Филлип провел языком по краю зубов и показал мне ладони — на коже виднелись полукруглые царапины от ногтей.
— Но ты ведь знаешь, в этом его натура.
— Я не понимаю, как ты с ним ладишь. — Филлип продолжал озвучивать свой внутренний монолог, который, как всегда, был слишком громким, чтобы кто-то мог в нем поучаствовать. — Он не человек, а говно.
— Но он ведь правду говорил, да?
— Что?
— Он правду говорил? — повторила я, и дом вдохнул, втянув в себя пламя половины свечей, погрузив нас в темный хаос. — Про тебя и Талию.
— Ты так спрашиваешь, как будто хочешь, чтобы это было правдой.
Будь Филлип чист перед лицом инсинуаций Лина, он ответил бы быстрее, а так он с тихим шипением выдохнул сквозь зубы. По крайней мере, весь пар он, к счастью, уже выпустил. В своем теперешнем раздражении Филлип был суров, но безобиден.
— У меня нет никакого мнения по этому вопросу.
— А зачем спрашиваешь?
— Затем, что ты из-за этого едва не забил человека до смерти.
— Это тут совершенно ни при чем. Я же сказал, Лин просто действует мне на нервы. — Он испустил тектонический вздох. — Но надо бы сходить извиниться перед ним. Ты права. Не знаю, что на меня нашло, херь какая-то.
Я молчала, пока шаги Филлипа не замолкли в коридоре, а потом повернулась и…
Суэномацуяма нами мо коэнаму…
Женский голос, сладкий и полный желания.
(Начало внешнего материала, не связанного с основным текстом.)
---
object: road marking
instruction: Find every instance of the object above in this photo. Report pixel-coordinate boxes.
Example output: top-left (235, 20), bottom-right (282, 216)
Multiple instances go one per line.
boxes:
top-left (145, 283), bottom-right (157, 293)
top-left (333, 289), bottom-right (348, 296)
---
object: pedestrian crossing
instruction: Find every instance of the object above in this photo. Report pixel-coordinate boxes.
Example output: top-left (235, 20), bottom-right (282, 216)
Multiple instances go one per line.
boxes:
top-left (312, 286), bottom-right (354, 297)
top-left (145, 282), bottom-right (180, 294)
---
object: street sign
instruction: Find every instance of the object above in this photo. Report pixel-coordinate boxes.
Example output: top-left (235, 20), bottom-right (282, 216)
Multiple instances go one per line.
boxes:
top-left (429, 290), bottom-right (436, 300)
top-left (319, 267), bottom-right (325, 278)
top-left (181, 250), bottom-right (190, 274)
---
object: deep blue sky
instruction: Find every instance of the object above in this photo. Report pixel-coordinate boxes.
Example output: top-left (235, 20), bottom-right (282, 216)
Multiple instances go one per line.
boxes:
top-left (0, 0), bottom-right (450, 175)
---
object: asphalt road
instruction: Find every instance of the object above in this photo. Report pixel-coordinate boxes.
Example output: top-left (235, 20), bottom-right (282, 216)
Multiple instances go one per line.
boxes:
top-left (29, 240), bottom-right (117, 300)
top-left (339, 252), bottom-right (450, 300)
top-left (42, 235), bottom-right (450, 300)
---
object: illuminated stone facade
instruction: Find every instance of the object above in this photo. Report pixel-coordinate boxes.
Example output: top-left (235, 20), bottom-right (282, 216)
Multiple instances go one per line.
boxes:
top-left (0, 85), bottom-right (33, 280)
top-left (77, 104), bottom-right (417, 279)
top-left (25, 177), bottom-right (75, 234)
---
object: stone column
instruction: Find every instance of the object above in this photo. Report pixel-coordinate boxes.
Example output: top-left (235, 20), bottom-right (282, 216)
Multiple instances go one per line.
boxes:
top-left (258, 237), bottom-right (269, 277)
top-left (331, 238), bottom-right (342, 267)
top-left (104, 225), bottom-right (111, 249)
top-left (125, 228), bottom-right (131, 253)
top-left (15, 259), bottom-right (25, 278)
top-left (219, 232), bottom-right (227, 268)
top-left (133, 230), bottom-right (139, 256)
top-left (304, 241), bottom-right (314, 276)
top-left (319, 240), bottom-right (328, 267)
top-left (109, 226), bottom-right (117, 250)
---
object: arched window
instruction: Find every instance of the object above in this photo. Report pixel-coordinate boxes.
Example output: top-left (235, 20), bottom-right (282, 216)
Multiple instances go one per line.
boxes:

Я смутно почувствовала, как трещит мой мозговой ствол, как гормоны стресса завывают в двигательной системе, требуя, чтобы я бежала, немедленно укрылась в уголке задумчивости, в людской, да где угодно, лишь бы уберечься, чтобы я бежала, просто бежала сейчас же.
Но мое тело не слушалось призыва.
Суэномацуяма нами мо коэнаму…
Она — я представила себе девушку меньше меня ростом, моложе, черные волосы водопадом льются со «вдовьего мыска» — произнесла это снова, на сей раз настойчивее. Я почувствовала, как зубы смыкаются на мочке моего уха, как язык ощупывает его края. Ее дыхание было влажным, теплым.
Суэномацуяма нами мо коэнаму…
Что?
Слово камнем застряло в моем горле, холодное и мертвое. Спотыкаясь, с гудящей головой, на негнущихся ногах я проковыляла к зеркалу. Мне это мерещилось. Мне это не мерещилось. Мной что-то овладело, меня что-то захватило, и теперь в любую секунду я могла перерезать себе горло и стать первой жертвой этой ночи.
В конце концов, разве это не главное требование сценария ужастика? «Не такие» — странные, чокнутые, с татуировками, с проколотым языком — всегда должны умирать первыми. Пережевывая эту мысль вязкими остатками сознания, я скользила взглядом по зеркалу и чувствовала, как сводит живот.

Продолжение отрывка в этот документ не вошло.